Abstract Interfaces

Registry

A database that holds metadata, relationships, and provenance for managed Datasets.

Many Registry implementations will consist of both a client and a server (though the server will frequently be just a database server with no additional code).

A Registry is almost always backed by a SQL database (e.g. PostgreSQL, MySQL or SQLite) that exposes a schema common to all Registries, described in the many “SQL Representation” sections of this document. As the common schema is used only for SELECT queries, concrete Registries can implement it as set of direct tables, a set of views against private tables, or any combination thereof.

In some important contexts (e.g. processing data staged to scratch space), only a small subset of the full Registry interface is needed, and we may be able to utilize a simple key-value database instead. These are called limited Registries. A limited Registry implements only a small subset of the full Registry Python interface and has no SQL interface at all, and methods that would normally accept DatasetLabel require a full DatasetRef instead. In general, limited Registries have enough functionality to support Butler.get() and Butler.put(), but no more. A limited Registry may be implented on top of a simple persistent key-value store (e.g. a YAML file) rather than a full SQL database. The operations supported by a limited Registry are indicated in the Python API section below.

Warning

It is not yet clear if limited registries will ever exist, or if we can simply always assume SQLite as the minimum.

Note

Limited registries that are used on scratch space during processing need to handle provenance and can require DatasetRefs instead of just DatasetLabels, but dumb ones used for one-off, interactive work do not need provenance and would want to use DatasetLabels. We should probably formalize the different levels of functionality required of Registries in different contexts as different Python class interfaces (with a possibly-multiple inheritance relationship).

Transition

The v14 Butler’s Mapper class contains a Registry object that is also implemented as a SQL database, but the new Registry concept differs in several important ways:

  • new Registries can hold multiple Collections, instead of being identified strictly with a single Data Repository;
  • new Registries also assume most of the responsibilities of the v14 Butler’s Mapper;
  • non-limited Registries now have a much richer set of tables, permitting many more types of queries.

Python API

class Registry
query(self, sql, parameters)

Execute an arbitrary SQL SELECT query on the Registry’s database and return the results.

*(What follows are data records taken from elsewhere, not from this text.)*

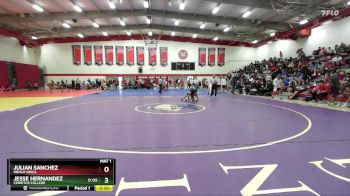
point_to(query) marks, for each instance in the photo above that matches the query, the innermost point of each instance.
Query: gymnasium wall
(57, 59)
(325, 35)
(12, 51)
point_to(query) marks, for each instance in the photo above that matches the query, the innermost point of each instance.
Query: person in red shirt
(320, 92)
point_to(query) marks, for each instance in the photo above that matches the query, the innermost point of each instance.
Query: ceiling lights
(122, 22)
(95, 25)
(65, 25)
(37, 8)
(227, 29)
(215, 10)
(77, 8)
(146, 4)
(111, 4)
(246, 14)
(303, 21)
(182, 5)
(148, 20)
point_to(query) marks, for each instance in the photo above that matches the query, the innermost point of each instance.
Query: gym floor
(224, 145)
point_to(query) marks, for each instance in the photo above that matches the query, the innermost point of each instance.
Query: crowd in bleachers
(323, 75)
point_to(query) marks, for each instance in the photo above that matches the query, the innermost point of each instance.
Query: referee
(214, 87)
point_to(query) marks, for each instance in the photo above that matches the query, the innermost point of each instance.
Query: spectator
(320, 92)
(335, 88)
(277, 86)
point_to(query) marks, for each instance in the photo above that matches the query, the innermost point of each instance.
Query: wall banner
(202, 58)
(211, 56)
(98, 55)
(152, 56)
(130, 55)
(163, 56)
(87, 55)
(140, 53)
(76, 54)
(119, 51)
(109, 55)
(221, 56)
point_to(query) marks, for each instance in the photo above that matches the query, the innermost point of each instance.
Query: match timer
(61, 174)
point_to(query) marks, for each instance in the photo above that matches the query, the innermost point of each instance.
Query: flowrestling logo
(165, 108)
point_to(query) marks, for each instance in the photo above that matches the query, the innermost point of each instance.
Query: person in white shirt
(210, 86)
(223, 84)
(214, 89)
(277, 86)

The given SQL statement should be restricted to the schema and SQL dialect common to all Registries, but Registries are not required to check that this is the case.

Todo

This should be a very simple pass-through to SQLAlchemy or a DBAPI driver. Should be made explicit about exactly what that means for parameters and returned objects.

Not supported by limited Registries.

registerDatasetType(self, datasetType)

Add a new DatasetType to the Registry.

Parameters:datasetType (DatasetType) – the DatasetType to be added
Returns:None

Not supported by limited Registries.

Todo

If the new DatasetType already exists, we need to make sure it’s consistent with what’s already present, but if it is, we probably shouldn’t throw. Need to see if there’s also a use case for throwing if the DatasetType exists or overwriting if its inconsistent.

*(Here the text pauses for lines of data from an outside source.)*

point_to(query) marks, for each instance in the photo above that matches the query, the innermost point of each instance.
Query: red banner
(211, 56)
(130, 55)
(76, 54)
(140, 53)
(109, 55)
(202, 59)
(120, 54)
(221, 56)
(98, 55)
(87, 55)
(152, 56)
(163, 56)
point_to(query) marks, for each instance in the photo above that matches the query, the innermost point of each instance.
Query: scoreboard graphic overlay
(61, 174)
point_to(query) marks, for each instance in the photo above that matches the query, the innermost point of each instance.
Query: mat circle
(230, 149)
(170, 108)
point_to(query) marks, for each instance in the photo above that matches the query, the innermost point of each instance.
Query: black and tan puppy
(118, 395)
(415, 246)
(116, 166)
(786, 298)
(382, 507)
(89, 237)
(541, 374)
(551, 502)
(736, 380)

getDatasetType(self, name)

Return the DatasetType associated with the given name.

addDataset(self, ref, uri, components, run, producer=None)

Add a Dataset to a Collection.

This always adds a new Dataset; to associate an existing Dataset with a new Collection, use associate().

The Quantum that generated the Dataset can optionally be provided to add provenance information.

Parameters:
  • ref – a DatasetRef that identifies the Dataset and contains its DatasetType.
  • uri (str) – the URI that has been associated with the Dataset by a Datastore.
  • components (dict) – if the Dataset is a composite, a {name : URI} dictionary of its named components and storage locations.
  • run (Run) – the Run instance that produced the Dataset. Ignored if producer is passed (producer.run is then used instead). A Run must be provided by one of the two arguments.
  • producer (Quantum) – the Quantum instance that produced the Dataset. May be None to store no provenance information, but if present the Quantum must already have been added to the Registry.
Returns:

a newly-created DatasetHandle instance.

Raises:

an exception if a Dataset with the given DatasetRef already exists in the given Collection.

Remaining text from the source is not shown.